Llegó sin avisar, pero ya lo esperaba. El fulgor en el
cristal de la lluvia, alambicada por los fugaces rayos de sol, que se colaban chisporroteando
entre las nubes caprichosas, era más poderoso que el brillo de la herida de sus
labios. La lumbre poblada de inquietos duendes rojos, traviesos pero mansos,
lamía con vibraciones de calor la memoria del gato; y lo devolvía a sus
orígenes más primitivos. La mecedora balanceaba perezosamente el tiempo
espesado por la rutina. El viejo reloj de pared desgranó su monótono rosario de
las doce con las dos agujas amenazando el techo.
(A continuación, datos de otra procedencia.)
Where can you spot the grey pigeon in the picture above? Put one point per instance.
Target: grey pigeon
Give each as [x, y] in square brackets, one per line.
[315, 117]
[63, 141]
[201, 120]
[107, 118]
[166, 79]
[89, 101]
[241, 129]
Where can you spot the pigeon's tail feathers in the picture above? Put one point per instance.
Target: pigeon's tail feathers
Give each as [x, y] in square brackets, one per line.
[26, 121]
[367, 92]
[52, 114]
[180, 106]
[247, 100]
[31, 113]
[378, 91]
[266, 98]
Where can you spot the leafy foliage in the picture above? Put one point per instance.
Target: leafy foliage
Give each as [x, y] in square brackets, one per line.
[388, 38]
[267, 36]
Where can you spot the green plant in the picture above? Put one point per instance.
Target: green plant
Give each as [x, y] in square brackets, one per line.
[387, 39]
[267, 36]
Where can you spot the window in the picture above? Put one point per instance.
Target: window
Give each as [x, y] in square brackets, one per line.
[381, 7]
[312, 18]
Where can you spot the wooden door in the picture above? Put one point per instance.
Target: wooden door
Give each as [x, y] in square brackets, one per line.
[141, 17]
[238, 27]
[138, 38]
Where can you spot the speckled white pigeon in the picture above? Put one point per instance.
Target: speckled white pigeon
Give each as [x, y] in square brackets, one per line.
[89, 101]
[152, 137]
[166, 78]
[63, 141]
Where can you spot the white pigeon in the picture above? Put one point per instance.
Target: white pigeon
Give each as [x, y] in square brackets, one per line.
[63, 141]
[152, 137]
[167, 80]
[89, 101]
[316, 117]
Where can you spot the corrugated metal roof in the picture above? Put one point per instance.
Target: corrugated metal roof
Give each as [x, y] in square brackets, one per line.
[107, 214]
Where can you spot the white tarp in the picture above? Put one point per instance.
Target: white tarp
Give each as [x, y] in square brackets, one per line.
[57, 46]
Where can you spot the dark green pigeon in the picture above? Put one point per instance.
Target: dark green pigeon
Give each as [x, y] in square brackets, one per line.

En los posos de la taza del
café libaban un par de moscas nerviosas lavándose de vez en cuando la cara con
sus patas delanteras. Por las rendijas de la ventana entraban unos alfileres de
vientecillo fresco que morían entre los cálidos abrazos del ambiente espeso del hogar. No había muerto el
invierno ni había llegado la primavera pero ya se intuía el despertar de la
vida bajo tierra. Mil años después de que se fuera, llegó. Sin avisar, pero ya lo
esperaba. En la madera reseca y lastimada de la puerta tocó con los nudillos despertando
un uno eco sordo y lejano…tan desconocido como esperado. Venía con el alma
roída por la pena y el hambre poblándole el estómago. Aquella casa de la que
tuvo que irse también era suya. O eso creía. La navaja le pesaba en el bolsillo
como un pecado sin perdonar. Su hermano se levantó de la mecedora con la pereza
de siglos, sin prisa. Sabía que el tiempo no podría adelantársele. Descolgó la
escopeta del dieciséis y sacó los dos cartuchos de la bolsa de plástico
descolorida por la espera. La cargó y con la tristeza en los ojos avanzó hacia
su destino. No habría explicaciones. Las afrentas había que lavarlas con
sangre.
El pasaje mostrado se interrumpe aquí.